PyTorch has quickly been gaining steam as a leading deep learning framework, with many practitioners choosing it over TensorFlow as their go-to framework of choosing lately. Ahead of his upcoming Ai+ Training session, PyTorch 101, coming up this August 24th, we spoke with Daniel Voigt Godoy, Senior Data Scientist at Deloitte, to learn more about PyTorch, why it’s popular, and reasons to learn it.
Why PyTorch in particular? What advantages does it have over other deep learning frameworks?
First, coding in PyTorch is fun 🙂 Really, there is something to it that makes it very enjoyable to write code in. Some say it is because it is very pythonic, or maybe there is something else, who knows? Hopefully, you will feel like that too!
Second, maybe there are even some unexpected benefits to your health—check Andrej Karpathy’s tweet  about it! Jokes aside, PyTorch is the fastest-growing  framework for developing deep learning models and it has a huge ecosystem.  That is, there are many tools and libraries developed on top of PyTorch. It is the preferred framework  in academia already and is making its way into the industry.
Why did you decide to do a course on PyTorch and deep learning? Is it a topic you’re passionate about?

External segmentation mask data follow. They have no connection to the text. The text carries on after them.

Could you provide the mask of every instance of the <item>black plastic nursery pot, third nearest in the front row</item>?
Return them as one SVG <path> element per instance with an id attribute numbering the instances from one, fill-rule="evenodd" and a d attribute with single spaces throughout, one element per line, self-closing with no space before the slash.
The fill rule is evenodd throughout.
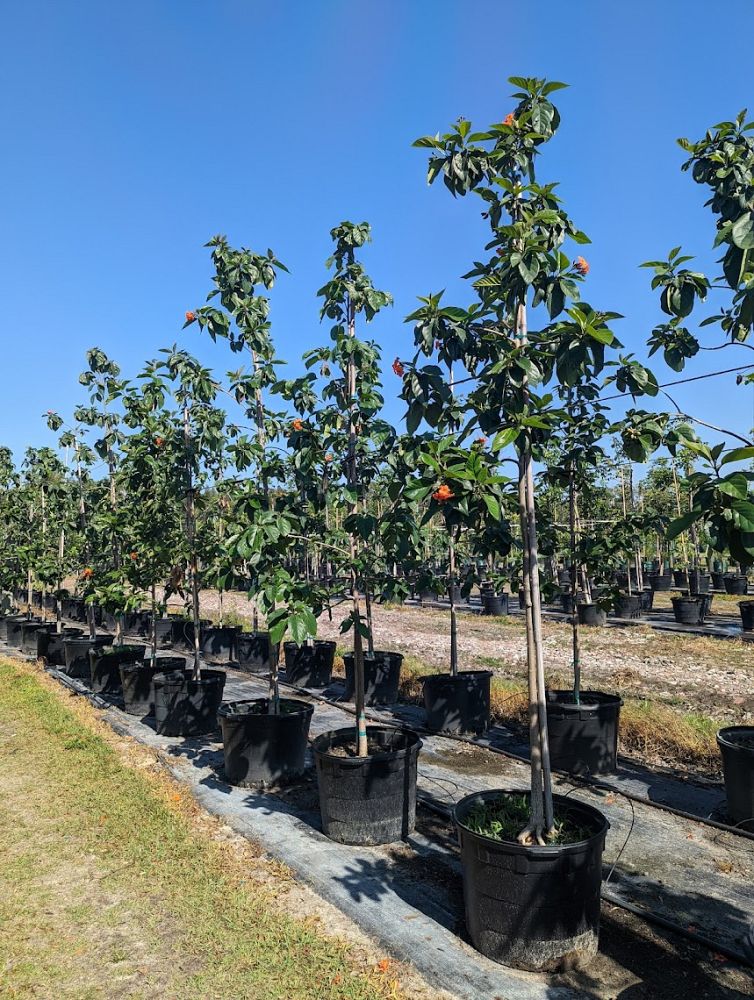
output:
<path id="1" fill-rule="evenodd" d="M 277 714 L 269 709 L 268 698 L 220 706 L 225 780 L 231 785 L 277 785 L 304 773 L 314 706 L 281 698 Z"/>

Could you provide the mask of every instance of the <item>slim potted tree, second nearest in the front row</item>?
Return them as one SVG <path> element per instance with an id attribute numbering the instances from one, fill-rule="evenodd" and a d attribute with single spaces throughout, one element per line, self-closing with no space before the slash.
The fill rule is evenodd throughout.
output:
<path id="1" fill-rule="evenodd" d="M 367 223 L 343 222 L 331 231 L 335 248 L 328 265 L 333 274 L 320 289 L 322 315 L 333 321 L 332 347 L 311 352 L 310 364 L 319 363 L 336 375 L 323 390 L 328 401 L 319 415 L 320 428 L 330 449 L 345 456 L 345 474 L 333 484 L 336 504 L 344 510 L 348 533 L 347 558 L 341 565 L 350 581 L 349 614 L 341 632 L 353 635 L 351 686 L 356 708 L 356 727 L 318 736 L 313 743 L 317 764 L 322 826 L 333 840 L 349 844 L 389 843 L 405 838 L 416 815 L 416 764 L 421 741 L 415 733 L 387 726 L 367 726 L 365 705 L 371 691 L 374 699 L 392 695 L 393 678 L 400 671 L 400 654 L 365 655 L 372 650 L 372 630 L 365 618 L 360 580 L 372 567 L 369 551 L 377 536 L 376 519 L 365 511 L 367 483 L 363 469 L 374 433 L 372 418 L 379 411 L 379 351 L 376 344 L 357 336 L 359 316 L 369 322 L 390 303 L 386 292 L 377 290 L 356 251 L 370 239 Z M 348 671 L 348 661 L 346 663 Z M 382 687 L 382 691 L 380 688 Z M 395 684 L 397 688 L 397 683 Z M 347 694 L 349 692 L 347 674 Z"/>

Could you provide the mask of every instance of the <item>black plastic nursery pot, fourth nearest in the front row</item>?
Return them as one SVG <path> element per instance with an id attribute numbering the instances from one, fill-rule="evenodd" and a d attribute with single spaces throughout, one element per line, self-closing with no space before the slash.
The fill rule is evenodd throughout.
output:
<path id="1" fill-rule="evenodd" d="M 202 736 L 217 728 L 217 710 L 223 700 L 224 670 L 192 670 L 155 674 L 153 681 L 155 728 L 161 736 Z"/>

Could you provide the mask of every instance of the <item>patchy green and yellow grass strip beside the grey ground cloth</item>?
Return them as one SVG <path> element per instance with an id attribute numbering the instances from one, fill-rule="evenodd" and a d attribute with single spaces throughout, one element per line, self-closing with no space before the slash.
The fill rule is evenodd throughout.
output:
<path id="1" fill-rule="evenodd" d="M 87 712 L 34 668 L 0 662 L 0 996 L 399 996 L 285 912 L 284 870 L 244 864 Z"/>

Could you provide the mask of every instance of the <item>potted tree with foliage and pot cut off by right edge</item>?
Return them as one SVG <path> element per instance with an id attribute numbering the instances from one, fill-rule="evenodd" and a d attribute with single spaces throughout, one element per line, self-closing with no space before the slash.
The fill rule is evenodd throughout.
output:
<path id="1" fill-rule="evenodd" d="M 670 319 L 653 331 L 650 348 L 662 350 L 674 370 L 683 369 L 686 359 L 700 350 L 698 337 L 687 326 L 688 318 L 708 289 L 725 292 L 727 302 L 720 311 L 700 325 L 718 324 L 724 340 L 718 346 L 745 344 L 754 329 L 754 215 L 750 192 L 754 184 L 754 141 L 742 111 L 734 121 L 721 122 L 709 129 L 698 142 L 679 140 L 688 154 L 683 169 L 690 170 L 694 181 L 709 188 L 707 204 L 715 217 L 715 246 L 723 251 L 722 274 L 710 281 L 704 274 L 684 267 L 691 260 L 674 248 L 667 260 L 648 261 L 653 272 L 652 287 L 661 289 L 660 305 Z M 748 345 L 747 345 L 748 346 Z M 739 375 L 738 382 L 749 384 L 751 375 Z M 754 498 L 751 482 L 754 474 L 736 469 L 741 462 L 754 458 L 754 442 L 744 435 L 716 427 L 688 414 L 679 416 L 722 435 L 723 441 L 709 446 L 694 435 L 684 442 L 702 460 L 703 468 L 688 479 L 692 493 L 691 509 L 678 517 L 668 529 L 668 537 L 677 537 L 693 525 L 705 524 L 713 549 L 729 553 L 741 570 L 754 562 Z M 641 420 L 641 416 L 638 418 Z M 732 441 L 733 447 L 727 442 Z M 729 467 L 734 466 L 733 471 Z M 745 573 L 737 574 L 744 577 Z M 727 579 L 726 589 L 727 589 Z M 734 589 L 741 582 L 733 584 Z M 738 823 L 752 824 L 754 816 L 754 726 L 726 727 L 717 735 L 723 758 L 728 796 L 728 812 Z"/>

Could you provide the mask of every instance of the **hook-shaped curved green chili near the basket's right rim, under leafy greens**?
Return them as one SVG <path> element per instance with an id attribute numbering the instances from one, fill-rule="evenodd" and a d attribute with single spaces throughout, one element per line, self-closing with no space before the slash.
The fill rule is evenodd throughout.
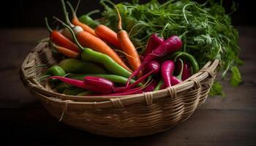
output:
<path id="1" fill-rule="evenodd" d="M 173 58 L 173 60 L 176 62 L 176 60 L 178 58 L 183 58 L 186 61 L 189 61 L 189 63 L 192 66 L 192 70 L 193 70 L 193 74 L 197 73 L 199 71 L 199 65 L 197 64 L 197 60 L 194 58 L 193 55 L 189 54 L 189 53 L 184 53 L 184 52 L 176 52 L 173 53 L 170 58 Z"/>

I used to be a Keras user until, in 2019, I was attending the Nordic Probabilistic AI School, and I had to learn PyTorch to get the best out of that course. Of course, there’s a lot of transferable knowledge from one framework to another. But I bumped into some small pitfalls myself, and I organized my findings into a blog post outlining the very first steps one could take to train a simple model using PyTorch. That blog post was (and still is) wildly successful, and shortly after publishing it, I was approached by an acquisition editor from a traditional publisher in the tech scene to write a PyTorch book for them. I was flattered, but I ended up declining it because I wasn’t sure if I was able to pull it off (300+ pages in 6 months). The idea remained in my mind, though. In 2020, in lockdown mode due to the pandemic, I decided to start writing my book and, as they say, the rest is history 🙂
If someone is new to data science, why would you recommend they learn more about deep learning?

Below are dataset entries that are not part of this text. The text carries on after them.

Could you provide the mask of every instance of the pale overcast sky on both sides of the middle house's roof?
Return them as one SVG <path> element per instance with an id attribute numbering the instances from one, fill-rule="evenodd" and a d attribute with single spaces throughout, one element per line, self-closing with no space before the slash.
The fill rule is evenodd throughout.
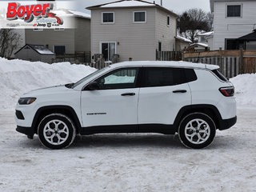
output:
<path id="1" fill-rule="evenodd" d="M 95 6 L 106 2 L 115 2 L 117 0 L 75 0 L 74 9 L 85 11 L 84 8 L 87 6 Z M 146 1 L 146 0 L 145 0 Z M 153 2 L 153 0 L 147 0 Z M 160 4 L 161 0 L 155 0 L 156 3 Z M 174 13 L 182 14 L 184 10 L 190 8 L 201 8 L 202 10 L 210 11 L 210 0 L 162 0 L 163 6 L 168 10 L 173 10 Z M 90 13 L 86 10 L 86 13 Z"/>

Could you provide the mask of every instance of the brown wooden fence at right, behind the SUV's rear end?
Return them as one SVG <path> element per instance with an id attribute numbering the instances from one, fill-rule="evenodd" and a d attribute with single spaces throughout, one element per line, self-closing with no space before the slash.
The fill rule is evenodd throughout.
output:
<path id="1" fill-rule="evenodd" d="M 184 61 L 218 65 L 227 78 L 256 73 L 256 50 L 214 50 L 184 53 Z"/>

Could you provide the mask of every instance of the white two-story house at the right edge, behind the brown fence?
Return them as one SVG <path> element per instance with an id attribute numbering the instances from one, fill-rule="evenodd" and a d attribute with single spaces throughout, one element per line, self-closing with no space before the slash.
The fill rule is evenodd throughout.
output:
<path id="1" fill-rule="evenodd" d="M 214 50 L 256 50 L 255 38 L 242 38 L 255 30 L 255 0 L 210 0 L 214 13 Z"/>

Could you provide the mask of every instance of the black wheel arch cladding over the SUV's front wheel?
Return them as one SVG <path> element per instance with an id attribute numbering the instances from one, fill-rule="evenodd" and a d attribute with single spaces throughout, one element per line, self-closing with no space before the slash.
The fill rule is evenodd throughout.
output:
<path id="1" fill-rule="evenodd" d="M 78 119 L 78 114 L 74 111 L 71 106 L 42 106 L 39 108 L 34 115 L 32 129 L 34 130 L 34 134 L 38 134 L 38 125 L 41 122 L 42 118 L 44 118 L 48 114 L 60 113 L 65 114 L 74 122 L 74 126 L 76 128 L 77 133 L 80 133 L 81 123 Z"/>

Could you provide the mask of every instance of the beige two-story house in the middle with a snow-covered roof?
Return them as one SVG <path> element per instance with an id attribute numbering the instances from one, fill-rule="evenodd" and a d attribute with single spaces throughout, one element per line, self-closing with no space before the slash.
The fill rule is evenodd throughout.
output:
<path id="1" fill-rule="evenodd" d="M 91 52 L 111 61 L 156 60 L 156 50 L 175 50 L 177 14 L 140 0 L 123 0 L 91 10 Z"/>

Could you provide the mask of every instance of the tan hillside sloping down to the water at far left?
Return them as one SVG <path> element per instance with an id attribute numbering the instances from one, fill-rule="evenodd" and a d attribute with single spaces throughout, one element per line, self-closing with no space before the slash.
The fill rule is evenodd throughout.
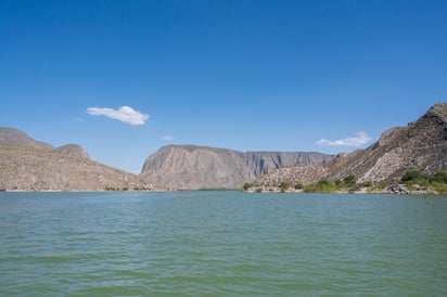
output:
<path id="1" fill-rule="evenodd" d="M 89 159 L 77 144 L 54 148 L 25 132 L 0 128 L 0 189 L 103 191 L 154 189 L 148 180 Z"/>

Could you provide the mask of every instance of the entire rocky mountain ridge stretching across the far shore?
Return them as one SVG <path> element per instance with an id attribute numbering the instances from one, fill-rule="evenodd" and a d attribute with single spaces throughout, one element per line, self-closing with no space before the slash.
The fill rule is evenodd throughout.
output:
<path id="1" fill-rule="evenodd" d="M 0 128 L 0 190 L 104 191 L 263 189 L 280 183 L 392 183 L 409 169 L 447 170 L 447 103 L 433 105 L 417 121 L 383 132 L 379 141 L 349 154 L 239 152 L 197 145 L 168 145 L 149 156 L 140 175 L 90 160 L 77 144 L 53 148 L 23 131 Z"/>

Deep learning models are being commoditized these days. You don’t need to be a researcher to successfully train (or actually fine-tune) a model. In Computer Vision, and also in Natural Language Processing since a few years ago, you can leverage pre-trained models to satisfy your own needs. Of course, you still need to understand the general mechanics behind the whole process and develop intuition, but – and this may be a somewhat controversial opinion – you don’t need to master calculus or be a PhD anymore. So, if you need to handle unstructured data (that is, images or text), deep learning has the potential to help you a lot.

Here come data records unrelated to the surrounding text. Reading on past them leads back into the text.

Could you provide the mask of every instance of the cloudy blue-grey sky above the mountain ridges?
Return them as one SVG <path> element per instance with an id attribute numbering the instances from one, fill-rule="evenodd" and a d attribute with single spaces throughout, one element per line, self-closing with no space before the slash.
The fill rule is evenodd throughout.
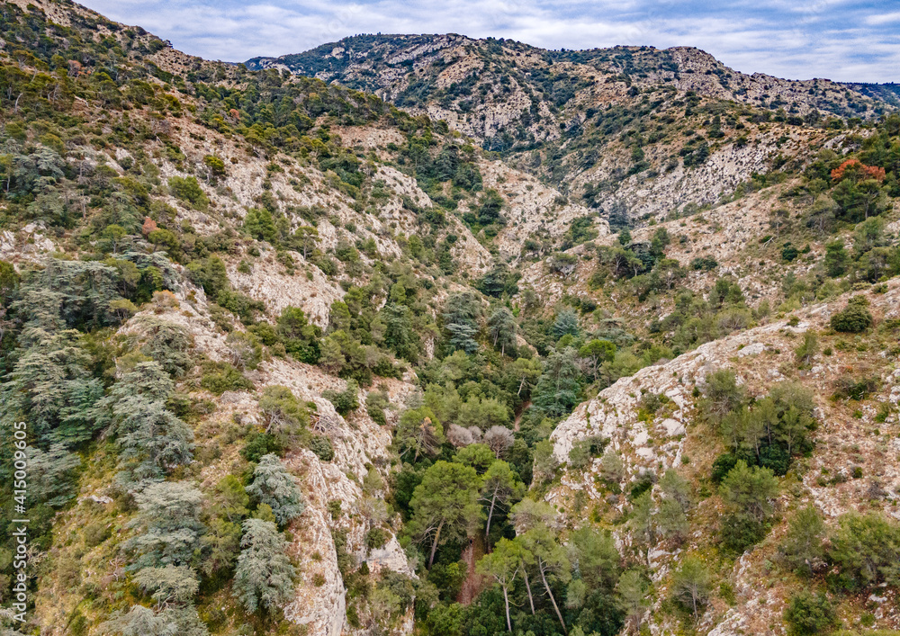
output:
<path id="1" fill-rule="evenodd" d="M 900 82 L 900 0 L 80 0 L 203 58 L 359 33 L 462 33 L 545 49 L 695 46 L 743 73 Z"/>

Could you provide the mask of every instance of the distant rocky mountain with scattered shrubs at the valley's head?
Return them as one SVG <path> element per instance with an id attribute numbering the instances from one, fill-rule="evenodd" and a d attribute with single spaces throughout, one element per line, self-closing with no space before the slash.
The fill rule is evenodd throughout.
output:
<path id="1" fill-rule="evenodd" d="M 821 142 L 814 125 L 836 131 L 837 118 L 896 110 L 889 85 L 748 76 L 686 47 L 549 51 L 362 35 L 247 67 L 315 76 L 446 121 L 614 223 L 714 203 L 754 173 L 802 161 Z"/>

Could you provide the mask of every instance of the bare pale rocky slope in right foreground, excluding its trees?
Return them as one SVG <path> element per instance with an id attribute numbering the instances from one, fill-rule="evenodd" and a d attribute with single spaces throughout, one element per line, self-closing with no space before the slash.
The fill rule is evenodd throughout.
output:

What skills/tools should someone already be familiar with before getting started with PyTorch or deep learning?
Ideally, you’d need to have some experience with traditional Machine Learning, so you should be familiar with loss functions and evaluation metrics for regression and classification, and the reasoning behind the train-validation-test split, to name a few. If you have knowledge of object-oriented programming (OOP), even better, but that’s not a hard requirement. Finally, you should be comfortable with the PyData stack (Numpy, Matplotlib, Pandas).
More about the AI+ Training Session
Learn the basics of building a PyTorch model using a structured, incremental, and from first principles approach. Find out why PyTorch is the fastest growing Deep Learning framework and how to make use of its capabilities: autograd, dynamic computation graph, model classes, data loaders, and more. The main goal of this training is to show you how PyTorch works: we will start with a simple and familiar example in Numpy and “torch” it! At the end of it, you should be able to understand PyTorch’s key components and how to assemble them together into a working model.
About Daniel Voigt Godoy
Daniel Voigt Godoy has 20+ years of experience in developing solutions, programs, and models using analytical skills across different industries: software development, government, fintech, retail, and mobility. 7+ years of experience with data processing, data analysis, machine learning, and statistical tools: Python (NumPy, scipy, pandas, scikit-learn), Spark, R Studio, MatLab, and Statistica. Experience in stochastic simulation and agent-based modeling. Experienced programmer in SQL, Python, Java, R, PowerBuilder, PHP. Strong programming skills and eagerness to learn different languages, frameworks, and tools. Solid background in statistics, economics, capital markets, debt management, and financial instruments.